- Born: 22 April 1979
- Died: 6 August 2024 (aged 45) Melbourne, Victoria, Australia
- Education: Victoria University (BComm, 2006)
- Occupation: politician
- Years active: 2008-2024

Mayor of Maribyrnong City Council
- In office 2010–2011
- In office 2019–2020
- In office 2022–2023
- Political party: Australian Labor Party
- Awards: Victorian Honour Roll of Women (2024)

= Sarah Carter (politician) =

Australian mayor

Sarah Helen Carter (22 April 1979 – 6 August 2024) was an Australian politician.

She is best known for being the first woman to serve three terms as mayor of Maribyrnong City Council.

Elected at the age of 32, Carter was also the youngest person to hold the position.

==Political career==
Carter graduated with a Bachelor of Communications (Public Relations) degree from Victoria University in 2006.

Carter was first elected to Maribyrnong City Council in 2008 as a councillor representing Ironbark Ward.

In 2010, she became the youngest person to be elected mayor of Maribyrnong City Council.

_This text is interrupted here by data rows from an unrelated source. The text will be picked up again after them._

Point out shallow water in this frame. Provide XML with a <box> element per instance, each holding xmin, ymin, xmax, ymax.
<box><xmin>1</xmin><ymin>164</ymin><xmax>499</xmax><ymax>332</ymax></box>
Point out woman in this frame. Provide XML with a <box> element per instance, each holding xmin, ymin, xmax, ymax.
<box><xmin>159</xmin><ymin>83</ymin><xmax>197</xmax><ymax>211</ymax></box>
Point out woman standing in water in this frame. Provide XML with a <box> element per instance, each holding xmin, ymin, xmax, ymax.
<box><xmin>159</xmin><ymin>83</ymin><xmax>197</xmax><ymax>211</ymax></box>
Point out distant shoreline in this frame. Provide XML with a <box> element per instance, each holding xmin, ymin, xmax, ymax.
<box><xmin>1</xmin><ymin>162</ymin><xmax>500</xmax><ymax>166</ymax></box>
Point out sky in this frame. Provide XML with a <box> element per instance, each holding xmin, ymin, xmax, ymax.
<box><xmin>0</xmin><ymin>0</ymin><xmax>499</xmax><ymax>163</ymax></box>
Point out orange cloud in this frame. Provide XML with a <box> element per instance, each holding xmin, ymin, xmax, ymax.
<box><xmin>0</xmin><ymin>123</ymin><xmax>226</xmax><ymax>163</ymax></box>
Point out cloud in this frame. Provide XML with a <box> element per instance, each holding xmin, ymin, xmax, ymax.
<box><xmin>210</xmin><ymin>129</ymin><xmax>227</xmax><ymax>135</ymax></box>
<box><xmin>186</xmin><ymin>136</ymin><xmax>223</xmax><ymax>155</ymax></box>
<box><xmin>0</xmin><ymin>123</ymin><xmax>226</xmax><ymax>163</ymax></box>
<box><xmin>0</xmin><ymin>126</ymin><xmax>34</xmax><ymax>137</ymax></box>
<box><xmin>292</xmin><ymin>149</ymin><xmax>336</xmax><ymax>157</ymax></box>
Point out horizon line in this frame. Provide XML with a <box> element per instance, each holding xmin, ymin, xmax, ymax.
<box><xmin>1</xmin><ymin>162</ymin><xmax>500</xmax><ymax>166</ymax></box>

She was re-elected to the position in 2019 and again in 2022.

Despite a successful career in local government, Carter had an ambition to enter federal politics.

In October 2016, Carter was one of eight women to nominate for the seat in the Australian Senate vacated by Stephen Conroy. After what was described as a "factional brawl" within the Victorian right of the Australian Labor Party, Kimberley Kitching was selected to fill the vacancy.

In 2021, Carter contested Labor Party pre-selection for the newly created seat of Hawke, but she received just three votes and was defeated by Sam Rae who received 18 votes from the possible 21. Rae went on to win the seat for the Labor Party at the 2022 Australian federal election.

==Personal life==
In July 2015, Carter revealed she had blocked 40 phone numbers after being bombarded with threatening and sexually explicit messages. Carter lamented that harassment had become worse with the rising popularity of social media amid calls for councillor's mobile phone numbers to not be made public.

In December 2016, Carter revealed she had been threatened with rape via an anonymous text message sent to her work phone. In a Facebook post, she described the alleged perpetrator as a coward, and told them: "if you think hiding behind an anonymous threat of violence is enough to rattle me, you're sorely mistaken. I shall continue to enjoy my strolls down Victoria Street as I have for the last 16 years, whilst police investigate the matter."

However, Carter stated that although she had reported the matter to the sexual offences team at a local police station in Footscray, the police had advised her they were limited in what they could do as the alleged offender had used a Globephone app. This prompted Carter to criticise the Crimes Act in Australia for not keeping up with technology while praising New Zealand for introducing the Harmful Digital Communications Act 2015.

In 2020, Carter announced she was engaged to advertising director Aaron Lipson but after announcing her engagement on Facebook, she advised her social media followers just hours later that the wedding had been called off.

Carter's partner at the time of her death was Nikhil Roy.

==Death==
Carter was found dead at her home on 6 August 2024. It was later reported she had died from a suspected brain aneurysm.

Her death prompted tributes from various people including premier Jacinta Allan and acting Lord Mayor of Melbourne Nicholas Reece.

Her funeral was held on 16 August at Flemington Racecourse. It was attended by political figures such as Bill Shorten, Michael McCormack, Darren Chester. Josh Burns, Tim Watts, Dan Tehan, Ben Carroll, Danny Pearson, Melissa Horne and Natalie Hutchins.

==Legacy==
Following her death, an annual Sarah Carter Memorial Award was established to recognise women on behalf of the Australian Workers' Union.

She was also posthumously inducted into the Victorian Honour Roll of Women in 2024.

In 2025, Maribyrnong City Council voted to publicly acknowledged Carter's contribution in a number of ways. This included naming a contemplative seat at Footscray Wharf in her honour, displaying her mayoral robes within the council chamber in the renovated Town Hall, and creating a Sarah Carter Gender Equity Award at the annual Civic Awards.